Refractory materials are present in a large panel of industrial applications due to their specific properties. They are applied in several parts of many installations designed to face severe working environments such as high temperature, corrosion and thermal shock solicitations. Among the required properties, thermal shock resistance is a key parameter to enhance their service life. This thermal shock resistance is usually directly related to a specific mechanical behaviour induced by a voluntary micro-cracked microstructure. Indeed, depending on micro-cracking level, the mechanical behaviour will change from pure elastic to a “non-linear” one.
In order to accurately determine constitutive laws for such materials to feed finite element method (FEM), it was necessary, during the past 15 years, to develop uniaxial tests taking into account that these materials are characterized by a low level of strain-to-rupture. Nowadays, accurate instrumented tensile test using extensometers are available. However, such tensile devices involve some complexity for tests management (sample machining and well aligned loading grips). Fortunately, the occurrence of optical techniques such as digital image correlation (DIC) which allows to obtain the overall strain fields on a given loaded sample, coupled to FEM modelling, give today new opportunities for experimental investigations of refractory materials exhibiting a non-linear mechanical behaviour.
In this context, the main objective of the present PhD was to enrich the mechanical characterization of refractory materials by evaluating the efficiency of DIC applied on quite common mechanical tests in this scientific community: such as four-points bending test, Brazilian test and Wedge splitting test. For this purpose, it was necessary first for SPCTS laboratory to master this new DIC measurement tools and to apply them on refractory materials which exhibit low level of strain-to-rupture.

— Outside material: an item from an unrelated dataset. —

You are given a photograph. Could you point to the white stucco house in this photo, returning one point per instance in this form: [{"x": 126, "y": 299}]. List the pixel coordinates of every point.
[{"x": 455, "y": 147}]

This research activity has been developed in the framework of the Federation for International Refractory Research and Education (F.I.R.E) which aims to promote a worldwide collaboration between academic institutes and industrial companies to pool the expertise at master and PhD levels in the field of refractories. In this purpose, multi-partners programs are regularly launched to support research activities. The present PhD (funded by the region of Limoges) has been part of F.I.R.E project D which took place between 2011 and 2014 and which was devoted to “dense refractories with enhanced flexibility for thermal shock”. This research program was organized through a collaboration between two laboratories (SPCTS-Limoges-France, RWTH-Aachen-Germany) and four industrial partners (Alteo-France, RHI-Austria, Tatasteel-Netherland and Tenaris-Argentina).
Even if the objective of the present PhD was to apply DIC techniques to refractory characterization, one should note here that absolutely no DIC expertise was present at SPCTS laboratory before the present work. Thus, in addition to the previously indicated partnerships, and in order to take advantage of the great expertise in photo-mechanics which has been developed for many years in Pprime Institute-Poitiers, a close collaboration has been also established with these colleagues. Nevertheless, due to the very low level of strain-to-rupture of refractory materials, it has been necessary to improve DIC techniques for our own purpose.
The first chapter is dedicated to establish the state of the art concerning thermal shock of refractories and non-linear behaviour by mechanical and energetic approaches. Then, optical methods used to complete the mechanical investigation of refractories such as DIC and mark tracking method have been introduced. Besides, in order to overcome the problem of mechanical characterization of the non-linear behaviour, kinematic fields obtained by DIC are conjugated to FEM in the framework of the identification technique by finite element method updating (FEMU-U).
The chapter II aims to present different experimental characterization techniques. The mechanical ones are associated to optical methods which are here described in details. Then, the studied materials chosen in order to develop and to valid efficiency of DIC are introduced. Among these materials, a model one based on aluminium titanate (AT) developed for academic purposes, and some industrial ones based on magnesia spinel systems delivered by industrial partners.
The main objective of the first investigation, detailed in chapter III, is to demonstrate the efficiency of the DIC technique as an effective tool to complete the mechanical analysis of refractory materials. This first study highlights the specific non-linear mechanical behaviour of AT during four-points bending test at room temperature.
In chapter IV, the acquired DIC expertise has been used to complete the characterization of industrial magnesia spinel refractories. Even if spinel inclusions are used to promote micro-cracking by thermal expansion mismatch with the magnesia matrix, the low level of flexibility of these industrial materials which is less accentuated than AT, pushed us to improve the accuracy of DIC measurements.
After having studied experimentally the non-linear mechanical behaviour of several refractories, chapter V is dedicated to the numerical development of FEMU-U for linear elastic behaviour materials under four-points bending test, then, the developed approach has been applied for flexible AT materials.